In DC it'll be more likely to be some one of the Trayon White belief system, but you get the point.


Sounds like you are arguing for voter suppression


Sounds like you support white supremacy.
Anonymous
see how easy it is to argue in bad faith?
Anonymous
Personally I think the Deputy Mayor for Education should be elected and the mayor appoint the DCPS chancellor.
Anonymous
Most states have a superintendent of public instruction or something similar, it's a small elected position without a ton of power. But it allows focus. Would a DC without an elected attorney general have done as much as Karl Racine on the legal advocacy front? I really doubt it. Could a small elected office become captured or irrelevant? Possibly.

Generally, though, I favor those choices being left up to democracy. A bureaucracy responds to the internal management chain, not to the public. If people have other models of managing public services that would work better, I'm sure I would be interested to find out about them.
Anonymous
Anonymous wrote:Most states have a superintendent of public instruction or something similar, it's a small elected position without a ton of power. But it allows focus. Would a DC without an elected attorney general have done as much as Karl Racine on the legal advocacy front? I really doubt it. Could a small elected office become captured or irrelevant? Possibly.

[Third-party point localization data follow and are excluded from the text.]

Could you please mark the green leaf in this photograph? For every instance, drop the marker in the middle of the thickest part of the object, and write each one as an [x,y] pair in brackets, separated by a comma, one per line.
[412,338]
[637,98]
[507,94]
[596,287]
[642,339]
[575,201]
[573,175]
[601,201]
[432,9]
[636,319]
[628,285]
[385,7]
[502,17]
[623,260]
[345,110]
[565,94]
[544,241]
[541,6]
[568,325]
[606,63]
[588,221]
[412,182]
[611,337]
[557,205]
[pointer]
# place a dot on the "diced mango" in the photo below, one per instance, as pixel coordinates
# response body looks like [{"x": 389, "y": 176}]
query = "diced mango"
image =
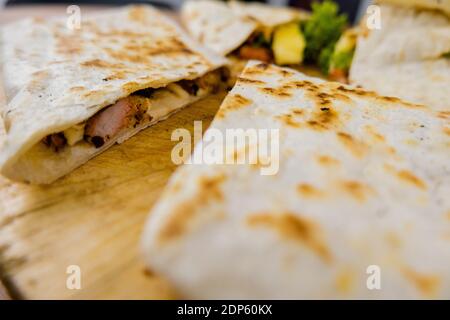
[{"x": 288, "y": 44}]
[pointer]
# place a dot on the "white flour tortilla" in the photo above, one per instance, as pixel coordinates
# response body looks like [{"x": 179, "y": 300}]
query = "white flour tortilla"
[
  {"x": 55, "y": 77},
  {"x": 405, "y": 57},
  {"x": 361, "y": 185}
]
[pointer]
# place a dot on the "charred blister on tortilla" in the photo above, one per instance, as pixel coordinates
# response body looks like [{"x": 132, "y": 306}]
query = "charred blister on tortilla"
[{"x": 132, "y": 111}]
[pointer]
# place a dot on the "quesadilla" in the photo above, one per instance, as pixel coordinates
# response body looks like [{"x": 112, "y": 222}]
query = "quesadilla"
[
  {"x": 244, "y": 31},
  {"x": 409, "y": 57},
  {"x": 359, "y": 207},
  {"x": 72, "y": 93}
]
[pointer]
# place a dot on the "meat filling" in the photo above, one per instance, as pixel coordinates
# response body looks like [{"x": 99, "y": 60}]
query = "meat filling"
[{"x": 131, "y": 111}]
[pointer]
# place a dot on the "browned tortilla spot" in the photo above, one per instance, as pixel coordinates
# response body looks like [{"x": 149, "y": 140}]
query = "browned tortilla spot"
[
  {"x": 77, "y": 88},
  {"x": 356, "y": 189},
  {"x": 178, "y": 222},
  {"x": 257, "y": 69},
  {"x": 327, "y": 160},
  {"x": 428, "y": 285},
  {"x": 357, "y": 148},
  {"x": 250, "y": 81},
  {"x": 411, "y": 178},
  {"x": 309, "y": 191},
  {"x": 102, "y": 64},
  {"x": 278, "y": 92},
  {"x": 294, "y": 228},
  {"x": 374, "y": 134},
  {"x": 288, "y": 120},
  {"x": 233, "y": 102}
]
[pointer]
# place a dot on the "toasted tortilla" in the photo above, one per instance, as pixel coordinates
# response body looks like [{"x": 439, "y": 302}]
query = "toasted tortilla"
[
  {"x": 56, "y": 77},
  {"x": 362, "y": 191},
  {"x": 223, "y": 27},
  {"x": 406, "y": 57}
]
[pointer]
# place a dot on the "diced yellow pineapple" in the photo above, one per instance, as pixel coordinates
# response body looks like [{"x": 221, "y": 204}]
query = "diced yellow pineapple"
[{"x": 288, "y": 44}]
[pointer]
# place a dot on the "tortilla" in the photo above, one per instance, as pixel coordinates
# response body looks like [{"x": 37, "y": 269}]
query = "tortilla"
[
  {"x": 362, "y": 188},
  {"x": 223, "y": 27},
  {"x": 406, "y": 57},
  {"x": 56, "y": 78}
]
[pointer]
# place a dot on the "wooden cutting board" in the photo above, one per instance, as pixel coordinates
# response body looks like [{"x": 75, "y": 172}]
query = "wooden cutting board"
[{"x": 93, "y": 219}]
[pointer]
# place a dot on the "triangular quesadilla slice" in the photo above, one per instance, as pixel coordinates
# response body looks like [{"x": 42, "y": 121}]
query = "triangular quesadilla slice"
[
  {"x": 72, "y": 93},
  {"x": 358, "y": 207},
  {"x": 408, "y": 57}
]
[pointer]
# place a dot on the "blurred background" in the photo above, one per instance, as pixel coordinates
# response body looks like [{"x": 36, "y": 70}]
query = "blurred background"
[{"x": 353, "y": 8}]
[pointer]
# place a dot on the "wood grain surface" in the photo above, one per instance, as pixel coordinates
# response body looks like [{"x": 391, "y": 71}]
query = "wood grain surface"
[{"x": 93, "y": 219}]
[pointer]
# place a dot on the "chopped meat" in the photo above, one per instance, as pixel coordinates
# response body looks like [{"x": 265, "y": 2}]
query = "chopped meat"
[
  {"x": 56, "y": 141},
  {"x": 257, "y": 53},
  {"x": 108, "y": 122},
  {"x": 131, "y": 111}
]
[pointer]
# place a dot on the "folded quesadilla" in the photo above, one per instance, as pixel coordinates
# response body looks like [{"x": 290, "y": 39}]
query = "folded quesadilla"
[
  {"x": 359, "y": 207},
  {"x": 72, "y": 93},
  {"x": 409, "y": 57}
]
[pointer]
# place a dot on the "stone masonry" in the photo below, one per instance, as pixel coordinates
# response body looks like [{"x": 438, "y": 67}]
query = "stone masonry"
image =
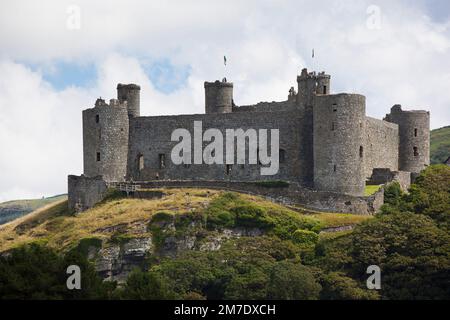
[{"x": 326, "y": 141}]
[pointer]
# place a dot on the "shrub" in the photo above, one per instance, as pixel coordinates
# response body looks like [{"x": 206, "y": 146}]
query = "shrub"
[
  {"x": 292, "y": 281},
  {"x": 305, "y": 237},
  {"x": 252, "y": 216}
]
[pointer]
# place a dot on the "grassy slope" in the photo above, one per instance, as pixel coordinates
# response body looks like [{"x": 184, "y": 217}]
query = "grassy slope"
[
  {"x": 440, "y": 145},
  {"x": 11, "y": 210},
  {"x": 54, "y": 226}
]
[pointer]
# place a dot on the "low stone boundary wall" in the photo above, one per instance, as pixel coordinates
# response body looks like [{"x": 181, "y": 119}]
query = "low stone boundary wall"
[
  {"x": 294, "y": 194},
  {"x": 84, "y": 193}
]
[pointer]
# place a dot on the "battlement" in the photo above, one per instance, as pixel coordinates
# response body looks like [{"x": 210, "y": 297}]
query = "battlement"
[
  {"x": 305, "y": 75},
  {"x": 112, "y": 103},
  {"x": 218, "y": 84}
]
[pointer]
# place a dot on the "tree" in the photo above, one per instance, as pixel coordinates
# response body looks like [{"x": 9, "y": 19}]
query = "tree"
[{"x": 142, "y": 285}]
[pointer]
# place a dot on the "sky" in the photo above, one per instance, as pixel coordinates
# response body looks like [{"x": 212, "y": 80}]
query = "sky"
[{"x": 57, "y": 57}]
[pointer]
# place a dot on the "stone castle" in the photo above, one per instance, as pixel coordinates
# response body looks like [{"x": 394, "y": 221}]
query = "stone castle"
[{"x": 327, "y": 143}]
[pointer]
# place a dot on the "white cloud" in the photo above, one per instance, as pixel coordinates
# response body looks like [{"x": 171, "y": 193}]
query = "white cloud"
[{"x": 406, "y": 61}]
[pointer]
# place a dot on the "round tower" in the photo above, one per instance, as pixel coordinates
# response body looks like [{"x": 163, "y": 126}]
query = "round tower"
[
  {"x": 131, "y": 94},
  {"x": 339, "y": 124},
  {"x": 414, "y": 132},
  {"x": 105, "y": 140},
  {"x": 218, "y": 97}
]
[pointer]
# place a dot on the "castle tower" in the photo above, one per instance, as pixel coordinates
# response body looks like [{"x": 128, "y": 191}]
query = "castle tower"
[
  {"x": 414, "y": 131},
  {"x": 310, "y": 84},
  {"x": 105, "y": 140},
  {"x": 218, "y": 97},
  {"x": 131, "y": 94},
  {"x": 339, "y": 122}
]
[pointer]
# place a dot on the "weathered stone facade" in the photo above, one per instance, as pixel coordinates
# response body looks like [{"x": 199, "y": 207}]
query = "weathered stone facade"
[{"x": 326, "y": 141}]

Generally, though, I favor those choices being left up to democracy. A bureaucracy responds to the internal management chain, not to the public. If people have other models of managing public services that would work better, I'm sure I would be interested to find out about them.


We don't actually live in a direct democracy, though. So I'm not sure what you mean by "left up to democracy." That the Council should pass legislation on this subject? Should the Council be able to pass legislation mandating that every agency head be elected and independent of the Mayor? That seems catastrophic and like it undermines the separation of powers set out in the Home Rule Act. And I'm not sure about your thesis that an elected agency head somehow focuses better than an appointed agency head. Literally none of what you wrote is intuitive or the only possible solution.